L’istituzione a Chiaia della zona a traffico limitato, che ha scatenato proteste che non si vedevano da più di trent’anni in città, non funziona per molteplici ragioni, di contesto ma anche di merito.
I provvedimenti si calano infatti in una città già in agonia a causa di una triplice crisi.
Crisi economica innanzitutto, con le attività commerciali in ginocchio e i negozi di quartiere che chiudono.
Crisi del trasporto pubblico, con le società partecipate in dissesto, che non riescono più a garantire un decente livello di servizio.

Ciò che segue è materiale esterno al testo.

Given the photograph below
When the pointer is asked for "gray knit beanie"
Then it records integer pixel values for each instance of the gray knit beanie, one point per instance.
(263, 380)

Crisi del sistema di manutenzione della città, con il corpo fisico dell’urbs che cade a pezzi: le buche stradali e i palazzi che crollano sulla riviera sono aspetti differenti di uno stesso problema.
Poi ci sono gli aspetti di merito. Le pedonalizzazioni erano già previste dal Piano della rete stradale primaria, approvato dal comune tredici anni fa, ma lì erano inserite in una strategia generale. Che prevedeva di qualificare la rete stradale primaria, la rete di strade a maggiore capacità in grado di connettere le diverse parti della città, garantendo una mobilità quanto più possibile non veloce, ma fluida. E di pedonalizzare gradualmente la viabilità di quartiere di rango inferiore, nelle insule delimitate dalla viabilità primaria. Si assicurava così nel contempo lo spazio di vita per la gente, e un sistema circolatorio efficiente.
Le pedonalizzazioni di de Magistris occludono come emboli l’organismo della città, con gli effetti che i napoletani sperimentano in questi mesi difficili.
Brutta bestia il nuovismo, l’incapacità di sceverare, di apprezzare quanto di buono c’è nel lavoro di chi ci ha preceduto, magari migliorandolo, facendolo progredire, forti di una maggiore esperienza.
Siamo una comunità fragile, che riparte sempre da zero, senza storia e memoria, è un brutto guaio.
Pubblicato su Repubblica Napoli del 13 aprile 2013 col titolo “Le pedonalizzazioni sbagliate”.